La fatal operación –desde el principio– del Seguro Popular muestra lo contrario: su fallido diseño devasta la producción de servicios. Políticamente no hay autonomía de las entidades, pues no participan en la formación de la voluntad del conjunto de la federación. Económicamente, la distribución de los costos y beneficios no es equilibrada. El mecanismo con que la Federación debería redistribuir los recursos no llega a las entidades que más lo necesitan desde las más productivas.
El federalismo del Seguro Popular acusa las desigualdades entre las entidades del cuadro federal e incentiva que el conflicto sea cada vez más intenso. Este marco no cambiará con la aprobada iniciativa de Peña. El paisaje se agravará en cuanto los gobernadores presionen para garantizar sus recursos y debatan la orientación de las políticas públicas del gobierno central.
El gran pendiente de ese federalismo disfuncional es cuánto tardará la maduración en la gobernanza como para que las competencias de la Federación alcancen la debida precisión constitucional, reservando a la soberanía de los estados todas las restantes. Entre ellas, señaladamente, la de orientar su propia política de salud y seguridad social ajustada a sus perfiles demográficos y de morbi-mortalidad.

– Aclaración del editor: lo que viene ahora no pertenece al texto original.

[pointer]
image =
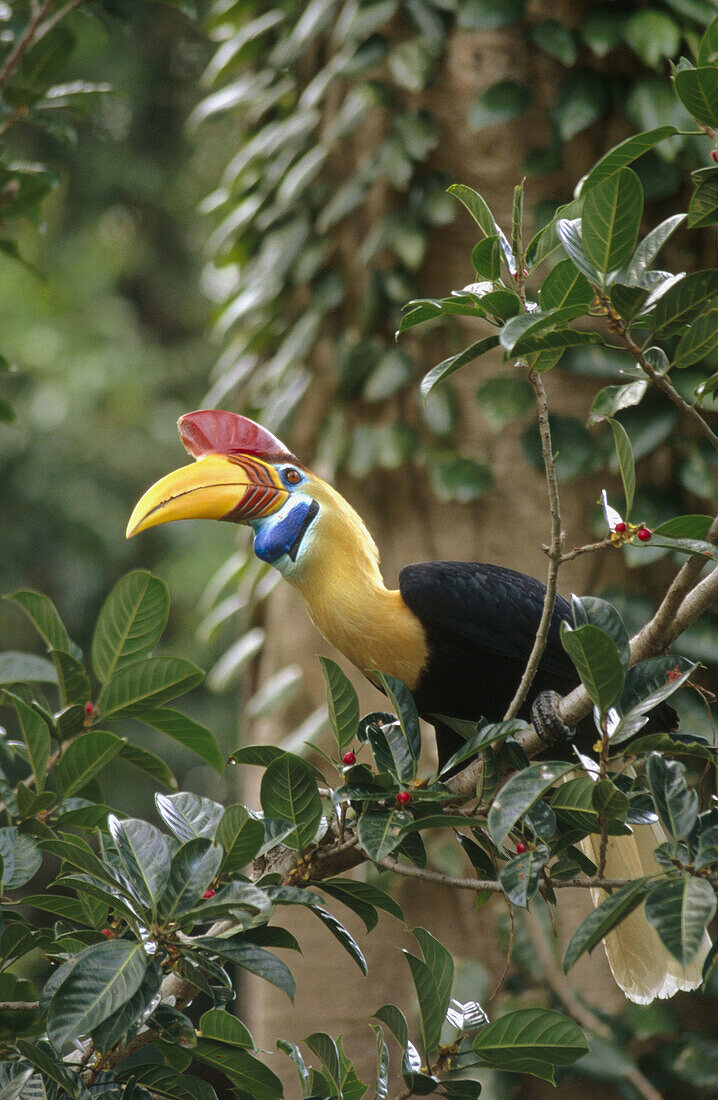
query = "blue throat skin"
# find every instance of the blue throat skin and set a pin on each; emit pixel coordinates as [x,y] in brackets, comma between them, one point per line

En ausencia de esta voluntad política seguirá imperando la tiranía fiscal hacendaria –ahora fortalecida con la ley general de contabilidad gubernamental y la aprobada iniciativa de Peña–, así como el racionamiento tecnocrático de las prestaciones sanitarias que impone el Seguro Popular y sus programas afines: las 13 intervenciones del componente de salud de Progresa-Oportunidades; las 285 intervenciones del Causes, las 58 del Fondo de Protección contra Gastos Catastróficos y las 131 del Seguro Médico Siglo XXI.
Se profundiza la federalización o se regresa a un esquema centralista, advirtió Juan Ramón de la Fuente ( El Universal, 13/10/13). El patente fracaso descentralizador de Zedillo, Fox y Calderón no culmina con el debido balance sobre un anhelo que Peña Nieto sólo pudo transformar en garrote centralista.